The grounds raised by the assessee are allowed.” 8. So far as tax impact of this appeal is concerned, it was conceded by the learned Counsel for the revenue that the impact was below the threshold. Mr. Bhattacharya, learned Counsel for the revenue however cited audit objection as the justification for maintaining the appeal. 9. We have gone through the orders of the assessing officer as well as the Commissioner in the scrutiny assessment. We do not find any material from which it could be ascertained that it was a mistake apparent on the face of the record.
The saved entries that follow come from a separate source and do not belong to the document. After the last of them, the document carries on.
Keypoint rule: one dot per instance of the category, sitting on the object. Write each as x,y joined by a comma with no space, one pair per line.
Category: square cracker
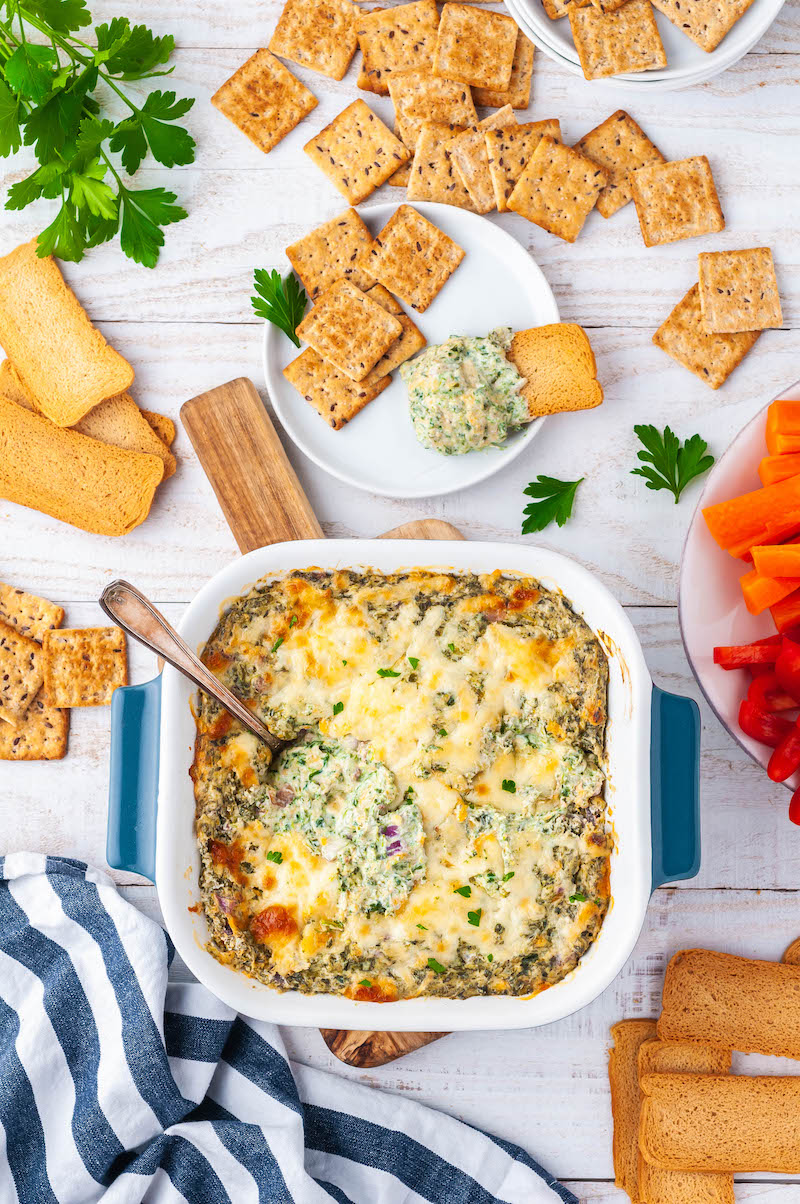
475,46
517,94
335,251
357,152
739,290
618,145
710,356
558,189
676,200
39,736
407,344
317,34
400,39
21,673
83,666
413,258
509,149
264,100
350,329
334,396
706,22
471,159
433,171
28,614
615,42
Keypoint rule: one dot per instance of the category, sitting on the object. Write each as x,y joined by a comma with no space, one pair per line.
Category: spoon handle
136,614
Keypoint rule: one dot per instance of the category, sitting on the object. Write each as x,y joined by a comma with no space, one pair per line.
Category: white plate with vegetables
496,284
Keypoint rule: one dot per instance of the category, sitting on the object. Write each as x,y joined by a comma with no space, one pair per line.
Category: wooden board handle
248,470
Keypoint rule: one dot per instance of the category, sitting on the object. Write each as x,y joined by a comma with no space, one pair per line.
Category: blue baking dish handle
675,786
133,791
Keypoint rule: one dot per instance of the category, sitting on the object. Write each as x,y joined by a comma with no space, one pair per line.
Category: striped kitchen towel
118,1086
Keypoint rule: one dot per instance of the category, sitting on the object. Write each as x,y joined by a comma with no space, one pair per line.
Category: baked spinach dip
464,394
437,826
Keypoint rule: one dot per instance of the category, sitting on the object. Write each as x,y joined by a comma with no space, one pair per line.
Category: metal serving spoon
136,614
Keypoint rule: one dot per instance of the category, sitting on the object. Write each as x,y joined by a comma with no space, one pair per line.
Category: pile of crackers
46,670
683,1123
621,36
74,443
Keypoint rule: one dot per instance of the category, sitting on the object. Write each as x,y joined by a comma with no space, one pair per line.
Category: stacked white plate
687,63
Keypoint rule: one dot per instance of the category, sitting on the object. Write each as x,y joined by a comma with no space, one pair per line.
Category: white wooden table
189,325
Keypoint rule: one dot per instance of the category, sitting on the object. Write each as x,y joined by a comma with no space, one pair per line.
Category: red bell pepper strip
765,692
760,726
741,655
794,808
787,667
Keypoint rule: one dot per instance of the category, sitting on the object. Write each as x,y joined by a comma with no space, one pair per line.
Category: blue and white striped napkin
118,1086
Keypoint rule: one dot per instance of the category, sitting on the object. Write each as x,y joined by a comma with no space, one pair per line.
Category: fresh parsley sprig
554,502
54,96
666,464
282,302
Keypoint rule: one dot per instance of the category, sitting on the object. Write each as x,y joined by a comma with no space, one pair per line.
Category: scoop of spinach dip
464,394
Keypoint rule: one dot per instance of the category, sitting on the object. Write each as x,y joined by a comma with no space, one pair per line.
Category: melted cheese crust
486,697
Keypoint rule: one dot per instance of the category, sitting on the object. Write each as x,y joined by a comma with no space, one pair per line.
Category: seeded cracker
21,673
433,171
617,42
475,46
335,251
471,159
710,356
558,189
518,90
510,148
348,329
739,290
395,40
618,145
334,396
28,614
264,100
413,259
39,736
676,200
706,22
357,152
317,34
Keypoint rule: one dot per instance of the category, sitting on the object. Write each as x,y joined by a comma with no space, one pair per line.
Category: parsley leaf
554,502
669,465
282,302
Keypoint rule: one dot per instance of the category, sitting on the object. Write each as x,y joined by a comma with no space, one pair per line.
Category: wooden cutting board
264,503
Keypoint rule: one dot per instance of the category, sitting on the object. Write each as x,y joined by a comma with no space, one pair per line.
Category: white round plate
687,63
711,607
495,284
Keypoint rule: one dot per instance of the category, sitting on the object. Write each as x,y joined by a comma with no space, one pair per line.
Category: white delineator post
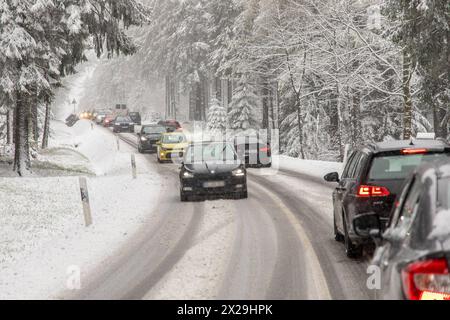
85,201
133,166
346,153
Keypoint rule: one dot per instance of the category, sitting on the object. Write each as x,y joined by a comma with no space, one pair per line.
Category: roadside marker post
133,166
85,200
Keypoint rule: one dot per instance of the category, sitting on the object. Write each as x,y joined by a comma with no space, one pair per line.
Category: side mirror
332,177
368,225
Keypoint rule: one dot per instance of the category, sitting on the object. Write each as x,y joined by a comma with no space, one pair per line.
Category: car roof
396,145
176,133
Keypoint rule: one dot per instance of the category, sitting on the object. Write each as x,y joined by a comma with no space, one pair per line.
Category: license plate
214,184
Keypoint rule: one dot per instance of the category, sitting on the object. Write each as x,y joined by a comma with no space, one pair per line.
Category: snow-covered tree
217,117
41,41
242,115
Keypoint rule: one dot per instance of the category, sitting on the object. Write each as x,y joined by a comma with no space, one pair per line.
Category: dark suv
414,252
373,177
254,151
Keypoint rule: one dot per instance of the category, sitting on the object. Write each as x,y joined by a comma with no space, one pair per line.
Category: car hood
212,167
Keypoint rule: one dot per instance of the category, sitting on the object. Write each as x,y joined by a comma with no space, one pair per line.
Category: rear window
212,152
398,167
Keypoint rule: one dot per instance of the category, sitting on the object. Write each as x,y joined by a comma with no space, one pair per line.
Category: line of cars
397,195
209,168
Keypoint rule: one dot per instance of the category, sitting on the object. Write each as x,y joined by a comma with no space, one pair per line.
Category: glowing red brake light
372,191
427,280
414,151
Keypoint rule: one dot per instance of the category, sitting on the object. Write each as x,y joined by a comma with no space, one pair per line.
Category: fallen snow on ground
198,275
42,223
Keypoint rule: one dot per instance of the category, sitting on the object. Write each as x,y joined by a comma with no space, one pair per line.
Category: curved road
282,246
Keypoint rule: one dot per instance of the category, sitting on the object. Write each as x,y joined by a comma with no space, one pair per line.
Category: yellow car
172,146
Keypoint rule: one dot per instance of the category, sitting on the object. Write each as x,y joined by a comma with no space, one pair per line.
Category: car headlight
239,172
188,175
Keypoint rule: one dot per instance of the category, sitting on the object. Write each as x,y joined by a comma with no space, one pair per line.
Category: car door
396,248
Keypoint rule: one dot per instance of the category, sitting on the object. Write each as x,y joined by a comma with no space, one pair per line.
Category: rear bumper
233,185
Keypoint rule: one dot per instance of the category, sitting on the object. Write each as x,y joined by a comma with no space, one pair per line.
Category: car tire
352,251
339,237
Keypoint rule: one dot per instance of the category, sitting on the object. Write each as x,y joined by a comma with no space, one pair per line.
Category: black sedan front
212,169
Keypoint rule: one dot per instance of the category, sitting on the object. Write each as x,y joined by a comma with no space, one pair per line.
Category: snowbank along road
277,244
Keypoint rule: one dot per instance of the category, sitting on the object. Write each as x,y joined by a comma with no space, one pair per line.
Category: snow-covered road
278,244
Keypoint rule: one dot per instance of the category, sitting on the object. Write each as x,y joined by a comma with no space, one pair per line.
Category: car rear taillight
372,191
427,280
414,151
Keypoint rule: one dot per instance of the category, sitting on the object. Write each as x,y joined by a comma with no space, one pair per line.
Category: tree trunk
46,132
22,163
407,100
300,131
8,127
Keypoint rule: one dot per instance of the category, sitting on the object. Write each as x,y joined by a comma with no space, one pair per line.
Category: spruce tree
217,117
243,105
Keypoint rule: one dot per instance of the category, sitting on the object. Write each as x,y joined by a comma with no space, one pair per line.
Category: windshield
210,152
398,167
174,138
153,130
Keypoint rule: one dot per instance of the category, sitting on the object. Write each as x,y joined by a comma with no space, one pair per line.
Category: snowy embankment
42,223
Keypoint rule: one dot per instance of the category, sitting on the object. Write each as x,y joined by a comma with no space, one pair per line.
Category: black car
123,124
149,136
212,169
373,177
136,117
414,253
254,151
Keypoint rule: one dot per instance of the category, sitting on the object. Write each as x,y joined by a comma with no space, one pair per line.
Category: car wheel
339,237
352,251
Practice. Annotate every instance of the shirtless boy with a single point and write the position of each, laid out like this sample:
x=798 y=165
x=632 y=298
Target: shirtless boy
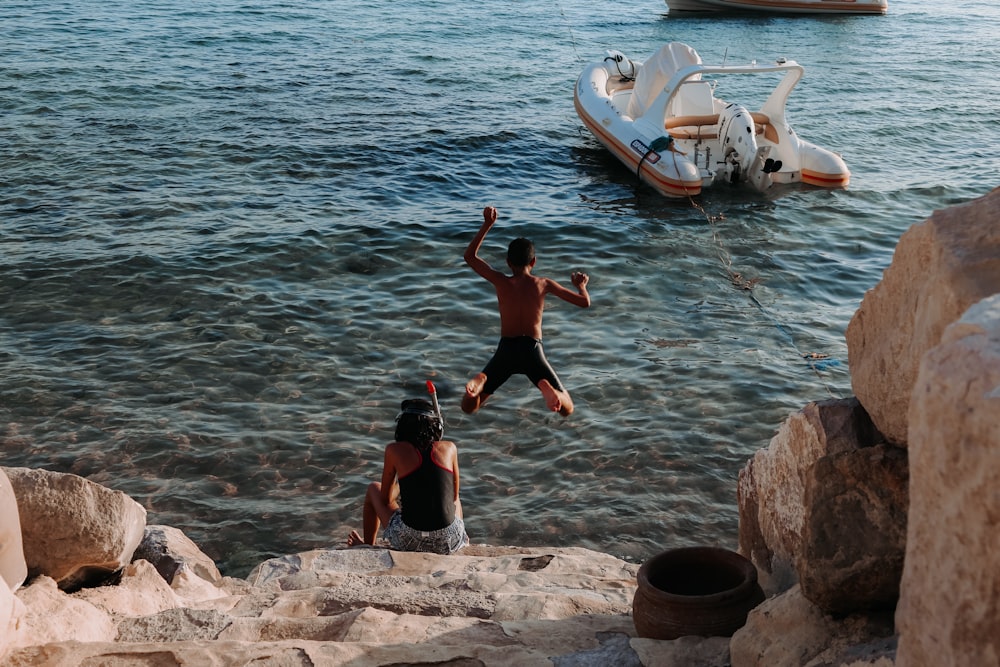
x=521 y=300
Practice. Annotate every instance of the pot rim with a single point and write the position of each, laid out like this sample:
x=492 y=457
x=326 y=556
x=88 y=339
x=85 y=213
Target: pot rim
x=730 y=559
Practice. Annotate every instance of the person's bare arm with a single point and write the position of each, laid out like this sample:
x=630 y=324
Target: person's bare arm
x=581 y=297
x=472 y=258
x=389 y=466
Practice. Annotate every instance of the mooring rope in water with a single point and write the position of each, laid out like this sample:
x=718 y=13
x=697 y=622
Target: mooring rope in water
x=813 y=360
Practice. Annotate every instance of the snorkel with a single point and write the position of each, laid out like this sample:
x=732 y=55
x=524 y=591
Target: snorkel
x=437 y=407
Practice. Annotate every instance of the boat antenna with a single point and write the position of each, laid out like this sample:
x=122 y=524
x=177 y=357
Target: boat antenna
x=437 y=407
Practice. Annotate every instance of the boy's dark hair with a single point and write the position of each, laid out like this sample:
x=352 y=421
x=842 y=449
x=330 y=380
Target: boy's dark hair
x=418 y=424
x=520 y=252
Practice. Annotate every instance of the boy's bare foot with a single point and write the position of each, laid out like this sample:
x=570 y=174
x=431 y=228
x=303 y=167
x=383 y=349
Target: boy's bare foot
x=473 y=393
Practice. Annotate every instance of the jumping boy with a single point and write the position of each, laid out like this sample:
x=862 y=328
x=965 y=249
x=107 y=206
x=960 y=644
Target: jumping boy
x=521 y=299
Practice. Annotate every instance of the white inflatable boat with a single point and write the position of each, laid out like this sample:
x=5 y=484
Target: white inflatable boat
x=661 y=118
x=782 y=6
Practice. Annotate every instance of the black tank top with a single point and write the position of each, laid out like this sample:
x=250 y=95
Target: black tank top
x=427 y=495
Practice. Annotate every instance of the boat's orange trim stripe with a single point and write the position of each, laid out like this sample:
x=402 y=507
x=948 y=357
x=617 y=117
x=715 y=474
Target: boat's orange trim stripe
x=846 y=5
x=826 y=180
x=667 y=186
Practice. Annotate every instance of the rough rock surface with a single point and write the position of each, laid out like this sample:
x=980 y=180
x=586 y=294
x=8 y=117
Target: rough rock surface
x=949 y=608
x=363 y=606
x=771 y=492
x=171 y=552
x=13 y=569
x=854 y=538
x=789 y=631
x=940 y=268
x=74 y=530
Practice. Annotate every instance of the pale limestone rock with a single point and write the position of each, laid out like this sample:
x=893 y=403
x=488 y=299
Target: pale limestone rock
x=13 y=569
x=940 y=268
x=275 y=654
x=948 y=609
x=683 y=652
x=12 y=612
x=771 y=492
x=54 y=616
x=140 y=592
x=789 y=631
x=170 y=550
x=194 y=590
x=74 y=530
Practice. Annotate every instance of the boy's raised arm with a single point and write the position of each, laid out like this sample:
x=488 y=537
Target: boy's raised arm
x=581 y=297
x=472 y=258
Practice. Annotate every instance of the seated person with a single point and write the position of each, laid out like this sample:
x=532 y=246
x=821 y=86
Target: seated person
x=417 y=500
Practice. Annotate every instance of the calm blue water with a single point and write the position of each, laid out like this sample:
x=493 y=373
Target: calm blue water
x=231 y=238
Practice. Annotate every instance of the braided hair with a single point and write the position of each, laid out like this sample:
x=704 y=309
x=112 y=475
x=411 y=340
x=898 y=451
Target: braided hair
x=418 y=424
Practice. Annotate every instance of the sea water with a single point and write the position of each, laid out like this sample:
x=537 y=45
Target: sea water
x=232 y=238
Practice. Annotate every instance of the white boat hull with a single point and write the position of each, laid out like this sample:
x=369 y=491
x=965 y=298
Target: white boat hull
x=782 y=6
x=665 y=125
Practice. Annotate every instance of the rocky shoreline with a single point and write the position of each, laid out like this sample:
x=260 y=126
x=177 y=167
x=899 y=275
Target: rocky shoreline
x=872 y=521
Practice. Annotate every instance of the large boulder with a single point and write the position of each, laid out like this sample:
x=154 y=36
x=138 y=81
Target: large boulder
x=55 y=616
x=172 y=552
x=13 y=569
x=771 y=492
x=940 y=268
x=74 y=531
x=790 y=631
x=948 y=607
x=854 y=537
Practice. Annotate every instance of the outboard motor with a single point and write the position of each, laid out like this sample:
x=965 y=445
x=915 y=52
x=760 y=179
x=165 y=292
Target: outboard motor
x=625 y=67
x=739 y=142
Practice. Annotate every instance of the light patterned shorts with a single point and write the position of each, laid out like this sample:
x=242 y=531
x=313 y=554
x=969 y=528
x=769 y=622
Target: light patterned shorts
x=444 y=541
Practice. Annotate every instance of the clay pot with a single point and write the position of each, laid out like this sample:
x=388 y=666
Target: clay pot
x=704 y=591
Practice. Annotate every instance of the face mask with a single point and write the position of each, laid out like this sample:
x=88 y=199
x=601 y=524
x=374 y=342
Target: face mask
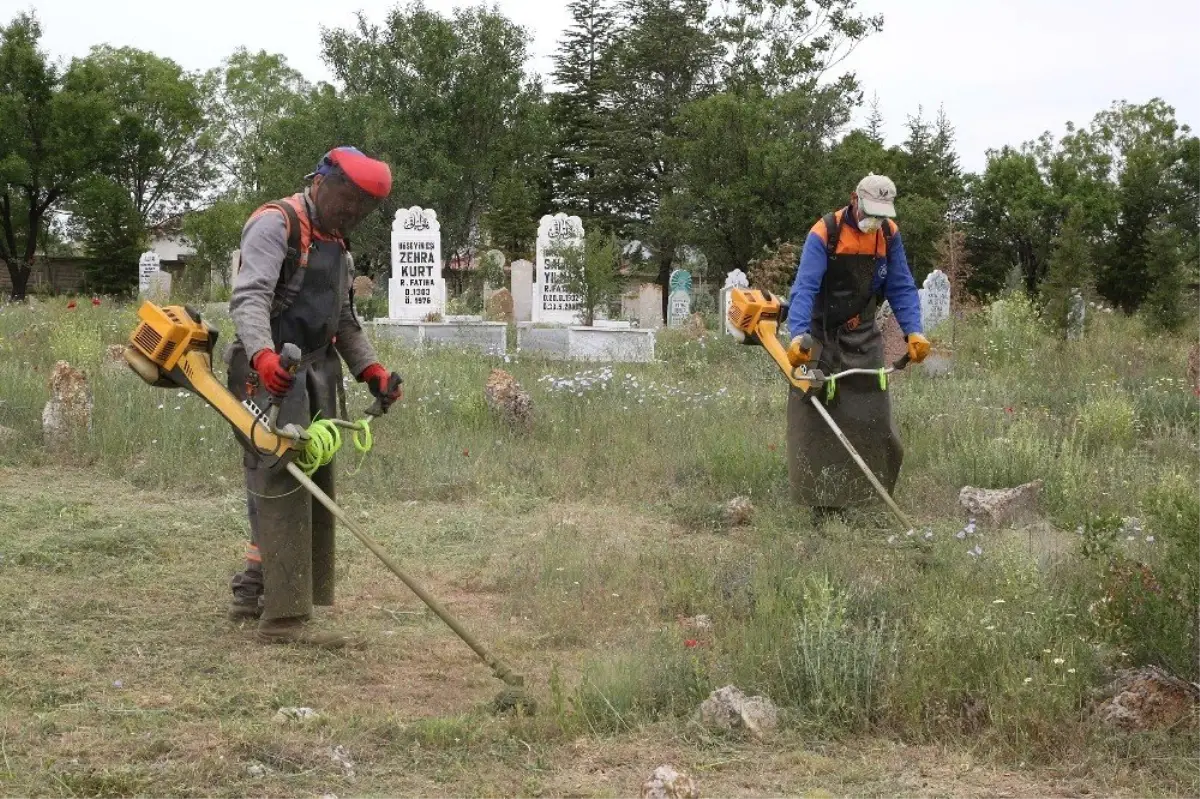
x=870 y=224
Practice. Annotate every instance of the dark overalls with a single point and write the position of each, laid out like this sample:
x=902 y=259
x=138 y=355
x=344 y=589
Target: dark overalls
x=821 y=472
x=292 y=535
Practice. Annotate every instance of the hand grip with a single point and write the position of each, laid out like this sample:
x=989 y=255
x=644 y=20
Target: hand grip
x=801 y=350
x=394 y=383
x=289 y=358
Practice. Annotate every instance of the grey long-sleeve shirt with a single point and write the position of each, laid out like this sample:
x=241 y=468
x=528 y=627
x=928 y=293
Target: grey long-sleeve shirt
x=264 y=245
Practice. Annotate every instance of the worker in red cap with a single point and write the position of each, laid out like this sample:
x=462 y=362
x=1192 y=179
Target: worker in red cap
x=294 y=286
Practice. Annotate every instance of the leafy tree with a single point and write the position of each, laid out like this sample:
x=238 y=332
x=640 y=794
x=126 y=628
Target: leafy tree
x=111 y=228
x=592 y=271
x=1164 y=302
x=216 y=232
x=1069 y=269
x=251 y=91
x=754 y=170
x=751 y=158
x=52 y=137
x=510 y=217
x=162 y=138
x=442 y=100
x=1006 y=222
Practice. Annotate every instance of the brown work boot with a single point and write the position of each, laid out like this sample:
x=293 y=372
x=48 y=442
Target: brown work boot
x=295 y=630
x=244 y=608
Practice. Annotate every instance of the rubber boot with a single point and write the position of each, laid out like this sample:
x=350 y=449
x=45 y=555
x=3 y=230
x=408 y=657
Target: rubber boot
x=244 y=608
x=297 y=631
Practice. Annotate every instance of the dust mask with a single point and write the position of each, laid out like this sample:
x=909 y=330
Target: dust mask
x=870 y=224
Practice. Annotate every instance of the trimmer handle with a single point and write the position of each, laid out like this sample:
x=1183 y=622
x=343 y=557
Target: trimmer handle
x=394 y=383
x=289 y=359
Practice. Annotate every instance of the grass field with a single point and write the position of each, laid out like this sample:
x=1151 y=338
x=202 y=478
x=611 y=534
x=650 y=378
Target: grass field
x=946 y=664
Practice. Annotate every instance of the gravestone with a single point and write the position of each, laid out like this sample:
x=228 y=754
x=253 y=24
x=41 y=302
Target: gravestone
x=498 y=307
x=159 y=290
x=935 y=300
x=679 y=300
x=67 y=414
x=522 y=290
x=649 y=306
x=148 y=266
x=1077 y=316
x=737 y=278
x=552 y=304
x=417 y=288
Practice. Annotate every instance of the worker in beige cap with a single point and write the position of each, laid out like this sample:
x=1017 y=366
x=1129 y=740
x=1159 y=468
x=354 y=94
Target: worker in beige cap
x=852 y=260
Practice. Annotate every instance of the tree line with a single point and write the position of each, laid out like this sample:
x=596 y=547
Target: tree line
x=691 y=134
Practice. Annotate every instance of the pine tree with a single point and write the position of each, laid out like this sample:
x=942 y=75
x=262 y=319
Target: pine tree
x=583 y=71
x=1069 y=269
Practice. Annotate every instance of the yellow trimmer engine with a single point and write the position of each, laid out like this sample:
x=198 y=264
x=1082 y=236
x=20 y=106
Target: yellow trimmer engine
x=754 y=317
x=172 y=347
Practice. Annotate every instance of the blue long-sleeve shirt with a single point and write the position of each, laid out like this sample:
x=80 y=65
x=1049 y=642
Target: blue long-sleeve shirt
x=892 y=277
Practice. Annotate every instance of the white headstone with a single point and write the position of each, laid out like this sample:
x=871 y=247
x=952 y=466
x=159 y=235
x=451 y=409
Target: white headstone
x=148 y=266
x=679 y=300
x=737 y=278
x=417 y=287
x=552 y=304
x=935 y=300
x=649 y=306
x=1077 y=314
x=522 y=290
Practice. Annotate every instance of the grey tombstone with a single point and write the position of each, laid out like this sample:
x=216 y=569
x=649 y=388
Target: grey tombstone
x=148 y=266
x=522 y=290
x=737 y=278
x=649 y=306
x=679 y=299
x=935 y=300
x=417 y=288
x=159 y=290
x=552 y=302
x=1077 y=316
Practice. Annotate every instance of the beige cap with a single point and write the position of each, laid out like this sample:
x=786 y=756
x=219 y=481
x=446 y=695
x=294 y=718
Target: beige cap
x=877 y=196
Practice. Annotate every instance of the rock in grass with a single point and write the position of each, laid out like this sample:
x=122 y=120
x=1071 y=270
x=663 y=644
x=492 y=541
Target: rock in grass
x=669 y=784
x=729 y=708
x=301 y=715
x=67 y=414
x=1150 y=698
x=738 y=511
x=1002 y=506
x=509 y=401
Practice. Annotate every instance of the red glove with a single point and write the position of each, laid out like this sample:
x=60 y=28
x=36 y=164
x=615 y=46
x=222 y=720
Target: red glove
x=274 y=376
x=377 y=378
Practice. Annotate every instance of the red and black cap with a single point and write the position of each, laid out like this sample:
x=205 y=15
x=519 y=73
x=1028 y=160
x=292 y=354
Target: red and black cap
x=372 y=176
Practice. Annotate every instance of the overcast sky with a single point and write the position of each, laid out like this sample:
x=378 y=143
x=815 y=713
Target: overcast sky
x=1006 y=71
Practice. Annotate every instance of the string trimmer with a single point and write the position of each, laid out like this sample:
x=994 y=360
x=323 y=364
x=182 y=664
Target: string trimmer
x=754 y=317
x=172 y=348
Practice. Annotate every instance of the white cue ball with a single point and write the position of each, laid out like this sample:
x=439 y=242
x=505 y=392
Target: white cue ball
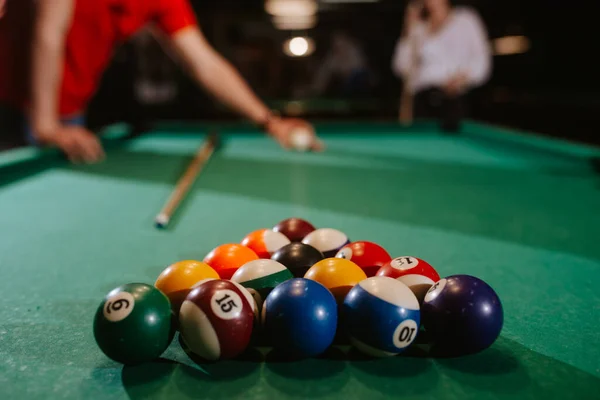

The Tribunal had rightly held that the question as to whether the assessee failed to satisfy the condition stipulated in Section 80IB sub-section (2) sub-clause (iv) was an issue which could be the subject of investigation but scrutiny assessment could not be further scrutinized invoking the jurisdiction for rectification under Section 154 of the Act to arrive at such a finding. We accept the revenue’s contention that principles of res judicata does not apply in a tax proceeding but that is not the point on which we are rejecting the appeal. We do not think any substantial question of law is involved in this appeal. We concur with the Tribunal that Section 154 of the Act could not be invoked by the Assessing Officer in the facts of this case. 10. The appeal is accordingly dismissed along with the stay petition. No order as to costs.